QUIAPO, Philippines--- “We need to see miracles,” says Aling Seling Pineras, a regular at Plaza Miranda. It is a cloudy Friday afternoon and hundreds of people have gathered around Plaza Miranda, in Quiapo. Their arms and hands shield their most private parts from the subtle shoving and elbowing of the crowd.
An inexperienced spectator would think either someone important died or a local celebrity was in the area for self-promotion. But no one important died and there are no celebrities. Fridays at Plaza Miranda are just always jam-packed with thousands of people from all walks of life carrying some cash in one pocket and hope for a miracle in the other.
Miracles come in different forms and in Quiapo, a district in the Manila capital, there are three main customs of obtaining them. Some choose faith in touching the feet of the miraculous dark, wooden, life-size statue of Christ placed high above the altar of the Church; some invest in their fate in the cards disclosed by the dozens of fortune tellers lined in the shade; and some turn to the alternative medicinal concoctions claimed to cure everything from headaches to unwanted pregnancies.
Hustling about in Plaza Miranda - Photograph by: Hub Pacheco
Seling turns to all three customs in times of difficulty. “Everyone in Quiapo can give you miracles,” Seling says. She claims it’s hard to leave the important decisions and troubles in life solely to prayer, to fortune told, or to the concoctions sold at a cheap price.
Whenever Seling is in limbo, she seeks Madam Cecil, “the very best of the fortune tellers.” Clad in a leopard-print blouse, Madam Cecil, an aged woman with a misleading red dot of lipstick on her forehead meant to ward off evil, fans herself as she talks about her occupation. She has been a fortune teller since 23, a job inherited from her grandmother.

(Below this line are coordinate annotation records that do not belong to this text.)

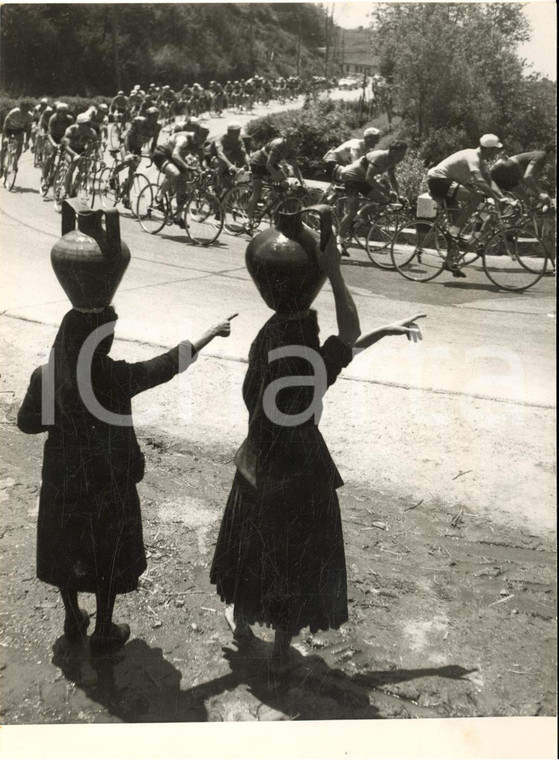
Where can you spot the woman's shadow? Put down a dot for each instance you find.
(139, 685)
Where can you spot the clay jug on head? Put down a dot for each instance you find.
(89, 260)
(283, 260)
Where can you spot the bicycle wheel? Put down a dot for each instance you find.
(203, 218)
(151, 215)
(515, 258)
(139, 182)
(416, 250)
(379, 240)
(234, 209)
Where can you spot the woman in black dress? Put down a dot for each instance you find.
(89, 536)
(279, 558)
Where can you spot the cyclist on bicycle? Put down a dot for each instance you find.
(230, 154)
(464, 176)
(56, 129)
(176, 158)
(348, 152)
(360, 179)
(16, 124)
(79, 140)
(266, 163)
(142, 129)
(520, 174)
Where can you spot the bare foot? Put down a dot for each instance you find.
(240, 628)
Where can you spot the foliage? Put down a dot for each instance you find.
(96, 48)
(322, 124)
(457, 74)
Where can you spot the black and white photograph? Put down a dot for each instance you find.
(278, 386)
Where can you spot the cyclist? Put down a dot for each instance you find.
(56, 129)
(79, 139)
(37, 115)
(464, 176)
(16, 124)
(143, 129)
(520, 174)
(349, 151)
(266, 163)
(360, 178)
(182, 152)
(118, 108)
(230, 154)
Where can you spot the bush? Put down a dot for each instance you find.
(323, 124)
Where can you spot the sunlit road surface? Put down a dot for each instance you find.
(478, 341)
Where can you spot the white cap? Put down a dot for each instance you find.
(490, 141)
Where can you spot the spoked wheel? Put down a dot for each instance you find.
(234, 209)
(515, 258)
(151, 214)
(417, 250)
(203, 218)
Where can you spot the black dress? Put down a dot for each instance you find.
(280, 555)
(90, 526)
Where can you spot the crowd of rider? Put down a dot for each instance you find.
(366, 172)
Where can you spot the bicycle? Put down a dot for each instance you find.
(512, 256)
(111, 190)
(10, 163)
(276, 197)
(202, 214)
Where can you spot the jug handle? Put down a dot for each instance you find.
(326, 221)
(112, 225)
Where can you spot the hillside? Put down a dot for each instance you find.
(94, 49)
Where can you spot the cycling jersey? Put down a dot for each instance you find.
(80, 136)
(273, 153)
(230, 149)
(347, 152)
(17, 120)
(509, 172)
(139, 132)
(460, 166)
(57, 126)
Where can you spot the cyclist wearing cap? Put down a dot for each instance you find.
(16, 124)
(230, 154)
(520, 174)
(266, 163)
(142, 129)
(176, 158)
(56, 129)
(350, 151)
(360, 178)
(79, 140)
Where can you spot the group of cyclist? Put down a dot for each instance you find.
(365, 172)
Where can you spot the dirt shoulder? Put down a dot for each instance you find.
(452, 600)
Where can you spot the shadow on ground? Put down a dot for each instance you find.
(138, 684)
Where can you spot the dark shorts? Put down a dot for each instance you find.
(442, 189)
(506, 175)
(259, 172)
(357, 188)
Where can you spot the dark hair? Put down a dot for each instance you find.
(398, 145)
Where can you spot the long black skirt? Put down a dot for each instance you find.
(91, 542)
(280, 559)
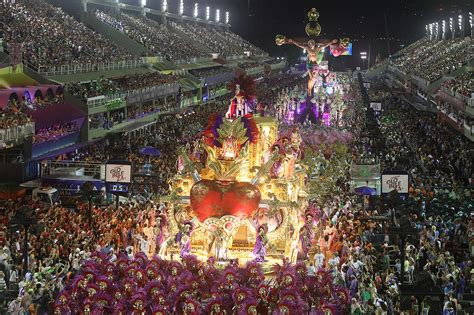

Unlike others who claim to have a third eye or blessed with psychic abilities, Madam Cecil secretly admits she is just a good judge of character.
“To tell you the truth, I just read the expressions on their faces and their eyes. Sometimes, I don’t even need to interpret the cards,” she says. “I already know what to say from their questions.” By trying to be a confidant and adviser to the client, Madam Cecil gives them the strength they need to make difficult decisions in life. This is precisely why Seling needs Madam Cecil.
When Seling was impregnated twice, she was fully aware she could not keep the child so she chose to drink the “pamparegla” or menstruation inducer.
In Quiapo, abortion isn’t so much a sin or nearly as shameful when the sidewalks are paved with vendors waving corked, emerald bottles of menstruation inducers. The vendors’ helpers lure people with signs reading “1 or 2 months late?”
“A lot of people buy it because having a child is costly,” Seling says. “I know you think I’m a bad person but Lord knows I did a good thing. He has forgiven me.”
Interestingly, Seling picked Thursdays for both her abortions so she could spend Fridays seeking redemption and forgiveness from God, falling in line to touch the 400-year-old Black Nazarene statue to cleanse her sins. Seeing past the irony of these menstruation inducers lining the Church façade, these concoctions meet the hopes of hundreds of women not wanting to become mothers.
While other people hustle about on the streets bargaining for the cheapest menstruation inducers, DVDs, used and maybe even stolen technological gadgets, an extensive echo of voices is heard howling the “Ama Namin” or “The Lord’s prayer”. The whimpers are solemnly strong they are nearly terrifying.
From a distance, Seling points behind the Church where prayer warriors sitting on their plastic stools wait for someone to approach them for a prayer on their behalf. Usually, clients or customers just give them loose change.
Sometimes it’s hard to take notice of the little miracles in a life full of misery or in a world that does not stop for you, which is why Seling says: “Quiapo gives miracles.” Although it is a place filled with moral irony and almost apathetic people, miracles resonate from every inch of Quiapo.
“Everything is a miracle if you look close enough,” as Madam Cecil says.